A dockworker loading crates on a ship finds that a 19-kg crate, initially at rest on a horizontal surface, requires a 83-N horizontal force to set it in motion. However, after the crate is in motion, a horizontal force of 53 N is required to keep it moving with a constant speed. Find the coefficients of static and kinetic friction between crate and floor.

Wc = m*g = 19kg * 9.8N/kg = 186.2 N. =

Weight of crate.

Fap-Fs = m*a
83-u*mg = m*0
83-u*186.2 = 0
186.2u = 83
us = 0.446

uk*186.2 = 53
uk = 0.285

To find the coefficients of static and kinetic friction between the crate and the floor, we can use the given information about the applied forces.

1. First, let's calculate the coefficient of static friction (μs).
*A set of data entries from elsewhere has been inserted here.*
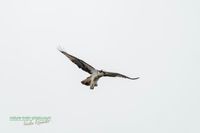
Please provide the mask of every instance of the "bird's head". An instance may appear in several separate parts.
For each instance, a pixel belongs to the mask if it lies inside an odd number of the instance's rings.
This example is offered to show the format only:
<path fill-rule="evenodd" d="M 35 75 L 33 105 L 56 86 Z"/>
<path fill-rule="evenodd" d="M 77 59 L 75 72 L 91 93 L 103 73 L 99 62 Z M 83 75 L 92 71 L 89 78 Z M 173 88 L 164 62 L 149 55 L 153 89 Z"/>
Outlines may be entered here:
<path fill-rule="evenodd" d="M 99 73 L 104 74 L 105 72 L 103 70 L 99 70 Z"/>

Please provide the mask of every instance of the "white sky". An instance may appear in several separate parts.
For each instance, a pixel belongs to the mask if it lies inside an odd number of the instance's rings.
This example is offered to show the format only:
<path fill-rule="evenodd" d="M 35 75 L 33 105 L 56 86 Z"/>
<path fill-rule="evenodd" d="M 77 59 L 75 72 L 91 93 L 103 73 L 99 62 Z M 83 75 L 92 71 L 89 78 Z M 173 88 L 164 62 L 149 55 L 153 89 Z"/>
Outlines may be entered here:
<path fill-rule="evenodd" d="M 0 131 L 199 133 L 198 0 L 0 1 Z M 94 91 L 56 47 L 98 69 Z M 51 116 L 24 126 L 10 116 Z"/>

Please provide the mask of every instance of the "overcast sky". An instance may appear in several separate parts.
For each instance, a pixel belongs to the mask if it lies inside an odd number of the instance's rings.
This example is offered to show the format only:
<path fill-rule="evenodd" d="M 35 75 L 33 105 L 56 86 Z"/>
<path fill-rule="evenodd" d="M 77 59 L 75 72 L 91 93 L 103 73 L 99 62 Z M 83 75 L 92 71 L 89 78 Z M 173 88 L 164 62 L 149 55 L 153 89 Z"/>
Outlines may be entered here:
<path fill-rule="evenodd" d="M 1 0 L 0 131 L 199 133 L 200 1 Z M 139 76 L 88 74 L 58 52 Z M 25 126 L 10 116 L 50 116 Z"/>

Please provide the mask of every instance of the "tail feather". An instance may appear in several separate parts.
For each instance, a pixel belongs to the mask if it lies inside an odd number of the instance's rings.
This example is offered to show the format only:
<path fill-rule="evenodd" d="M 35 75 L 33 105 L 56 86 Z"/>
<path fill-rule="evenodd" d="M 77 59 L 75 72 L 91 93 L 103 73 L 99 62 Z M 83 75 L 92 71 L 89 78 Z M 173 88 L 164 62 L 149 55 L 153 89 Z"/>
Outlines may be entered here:
<path fill-rule="evenodd" d="M 91 79 L 90 77 L 88 77 L 87 79 L 81 81 L 82 84 L 86 85 L 86 86 L 90 86 L 91 83 Z"/>

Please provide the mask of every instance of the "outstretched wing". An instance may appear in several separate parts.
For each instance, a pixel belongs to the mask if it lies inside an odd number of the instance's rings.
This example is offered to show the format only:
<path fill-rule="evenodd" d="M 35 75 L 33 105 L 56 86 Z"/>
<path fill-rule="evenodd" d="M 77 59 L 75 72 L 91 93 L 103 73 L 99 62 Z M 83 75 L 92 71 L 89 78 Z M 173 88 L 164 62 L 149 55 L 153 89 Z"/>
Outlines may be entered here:
<path fill-rule="evenodd" d="M 108 77 L 121 77 L 121 78 L 127 78 L 127 79 L 131 79 L 131 80 L 136 80 L 139 79 L 139 77 L 137 78 L 130 78 L 126 75 L 120 74 L 120 73 L 114 73 L 114 72 L 105 72 L 103 71 L 104 75 L 103 76 L 108 76 Z"/>
<path fill-rule="evenodd" d="M 95 71 L 95 68 L 87 64 L 81 59 L 78 59 L 68 53 L 66 53 L 63 50 L 58 49 L 61 53 L 63 53 L 65 56 L 67 56 L 74 64 L 76 64 L 79 68 L 84 70 L 85 72 L 88 72 L 89 74 L 92 74 L 93 71 Z"/>

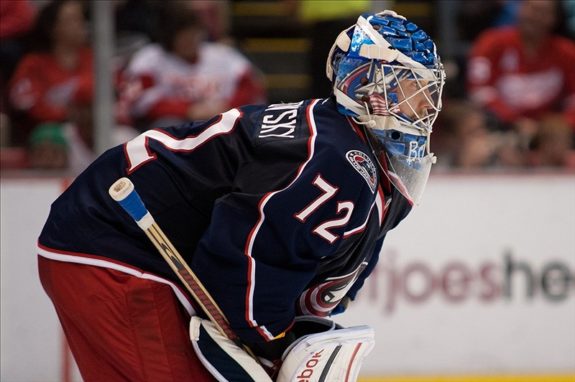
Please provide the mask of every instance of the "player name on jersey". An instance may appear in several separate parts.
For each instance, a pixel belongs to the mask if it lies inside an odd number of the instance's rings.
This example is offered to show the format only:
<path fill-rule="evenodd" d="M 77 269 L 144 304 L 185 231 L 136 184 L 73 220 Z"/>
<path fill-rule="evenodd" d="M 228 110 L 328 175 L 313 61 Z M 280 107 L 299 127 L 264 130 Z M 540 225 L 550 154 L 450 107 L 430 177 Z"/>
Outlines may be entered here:
<path fill-rule="evenodd" d="M 269 105 L 258 138 L 295 138 L 296 117 L 302 102 Z"/>

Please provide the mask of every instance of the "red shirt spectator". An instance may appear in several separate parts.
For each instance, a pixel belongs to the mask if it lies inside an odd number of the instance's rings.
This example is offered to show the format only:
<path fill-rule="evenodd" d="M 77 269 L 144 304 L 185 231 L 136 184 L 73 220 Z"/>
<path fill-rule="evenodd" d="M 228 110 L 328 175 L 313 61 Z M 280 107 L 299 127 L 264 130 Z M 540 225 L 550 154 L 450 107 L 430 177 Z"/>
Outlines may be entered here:
<path fill-rule="evenodd" d="M 470 96 L 502 122 L 560 112 L 575 128 L 575 44 L 551 33 L 553 4 L 524 1 L 517 27 L 488 30 L 471 50 Z"/>
<path fill-rule="evenodd" d="M 78 53 L 77 64 L 66 68 L 51 53 L 31 53 L 14 73 L 10 91 L 12 105 L 36 123 L 65 121 L 72 103 L 90 103 L 93 74 L 92 51 Z"/>
<path fill-rule="evenodd" d="M 28 32 L 35 15 L 36 9 L 28 0 L 0 1 L 0 40 Z"/>
<path fill-rule="evenodd" d="M 70 121 L 91 140 L 93 73 L 83 3 L 58 0 L 44 5 L 34 25 L 31 53 L 18 64 L 9 83 L 17 123 L 12 136 L 26 144 L 41 123 Z"/>

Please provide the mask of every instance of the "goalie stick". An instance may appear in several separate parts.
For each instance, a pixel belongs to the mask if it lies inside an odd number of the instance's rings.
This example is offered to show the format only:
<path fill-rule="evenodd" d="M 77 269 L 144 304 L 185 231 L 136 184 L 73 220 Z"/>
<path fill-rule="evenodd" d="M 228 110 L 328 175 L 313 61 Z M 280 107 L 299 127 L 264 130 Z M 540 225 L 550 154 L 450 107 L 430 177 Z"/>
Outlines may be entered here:
<path fill-rule="evenodd" d="M 192 271 L 188 263 L 183 259 L 182 255 L 180 255 L 178 250 L 158 226 L 144 205 L 132 181 L 126 177 L 120 178 L 110 186 L 108 192 L 112 199 L 118 202 L 124 211 L 126 211 L 146 233 L 158 252 L 160 252 L 194 299 L 204 309 L 217 329 L 258 361 L 253 352 L 241 343 L 240 338 L 231 329 L 229 321 L 222 313 L 220 307 L 216 304 L 212 296 L 210 296 L 209 292 L 194 274 L 194 271 Z"/>

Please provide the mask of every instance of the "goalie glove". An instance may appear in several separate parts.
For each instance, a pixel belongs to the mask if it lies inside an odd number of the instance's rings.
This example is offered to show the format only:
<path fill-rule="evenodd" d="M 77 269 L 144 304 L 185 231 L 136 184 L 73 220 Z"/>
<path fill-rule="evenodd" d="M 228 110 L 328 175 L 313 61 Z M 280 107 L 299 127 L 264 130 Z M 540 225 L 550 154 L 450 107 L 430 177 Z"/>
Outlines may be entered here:
<path fill-rule="evenodd" d="M 290 335 L 297 339 L 283 352 L 277 382 L 355 381 L 374 346 L 369 326 L 342 328 L 331 320 L 296 317 Z M 192 346 L 204 367 L 220 382 L 271 382 L 268 372 L 209 321 L 192 317 Z M 260 358 L 264 365 L 266 360 Z M 272 368 L 273 364 L 265 365 Z"/>
<path fill-rule="evenodd" d="M 302 316 L 292 331 L 304 334 L 284 351 L 277 382 L 355 381 L 374 346 L 375 332 L 367 325 L 344 329 L 327 319 Z"/>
The applied force required to set the crate in motion is the maximum force of static friction. We can set up the equation:

F_applied = μs * N

Where F_applied is the applied force, μs is the coefficient of static friction, and N is the normal force (equal to the weight of the crate).

The weight of the crate can be calculated as:

Weight = mass * gravity

Given that the mass of the crate is 19 kg and the acceleration due to gravity is approximately 9.8 m/s^2:

Weight = 19 kg * 9.8 m/s^2 = 186.2 N

Substituting the values into the equation, we have:

83 N = μs * 186.2 N

Solving for μs:

μs = 83 N / 186.2 N ≈ 0.446

So, the coefficient of static friction between the crate and the floor is approximately 0.446.

2. Now, let's calculate the coefficient of kinetic friction (μk).

The applied force required to keep the crate moving at a constant speed is equal to the force of kinetic friction. Using the same equation as before:

F_applied = μk * N

Substituting the known values:

53 N = μk * 186.2 N

Solving for μk:

μk = 53 N / 186.2 N ≈ 0.284

Therefore, the coefficient of kinetic friction between the crate and the floor is approximately 0.284.